Хенрик состоял в штате, а выгнанный босс – это наверняка материал на первую полосу. Фото на пять колонок, первая полоса – это всегда приятно. А с меня хватит и футбольной встречи на стадионе Росунда.

– Конечно, о чем речь.

Вилле приложил трубку к уху. Мне он протянул листок, проглядывая его на ходу.

– Секунду, – сказал он в трубку. – Успеешь еще до этого заскочить на Шеппсхольмен. – Это он уже мне. – Там выступает финская любительская труппа. Сделаешь для «Театра». Тут на листке все написано... Алло, да, это отдел иллюстраций.

– Спасибо, – сказал я, взяв бумажку. – Большое, пребольшое спасибо!

Он уставился на меня. Я радостно осклабился в ответ. Говорят, у Вилле память как у слона. Или это про его нос говорили?

Успею, пожалуй, перекусить. Но я остановился у ячейки и снова вытащил дискету. Фабричная этикетка, черная с серебряными буквами: 3М Double Side Double Density 96 tpi 747‑0 soft sector.

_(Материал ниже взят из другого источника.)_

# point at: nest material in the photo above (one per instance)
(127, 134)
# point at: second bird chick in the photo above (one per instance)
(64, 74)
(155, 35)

Засовываешь это в щель компьютера и читаешь текст на экране. Больше я в компьютерных делах ничего не понимал.

Беата вздохнула, когда я склонился над ее письменным столом. Беата была для меня и «воля твоя, и царствие твое». Это она разрешала мне не приходить на работу и регистрировала мои сверхурочные. Я улыбнулся ей, чуть ли не уподобляясь собачке на задних лапках. Если б мог, и хвостом бы завилял.

– Послушай, – сказал я кротко, – кто у нас разбирается в компьютерах?

Беата подняла на меня глаза и неожиданно улыбнулась.

– И ничего больше? – сказала она. – А я была уверена, что ты попросишь отгул на завтра.

– Нет‑нет, я человек бедный и охотно тружусь, чтоб заработать деньги. Если бы я был в штате, да еще богат и ленив, то давным‑давно пригласил бы тебя поужинать.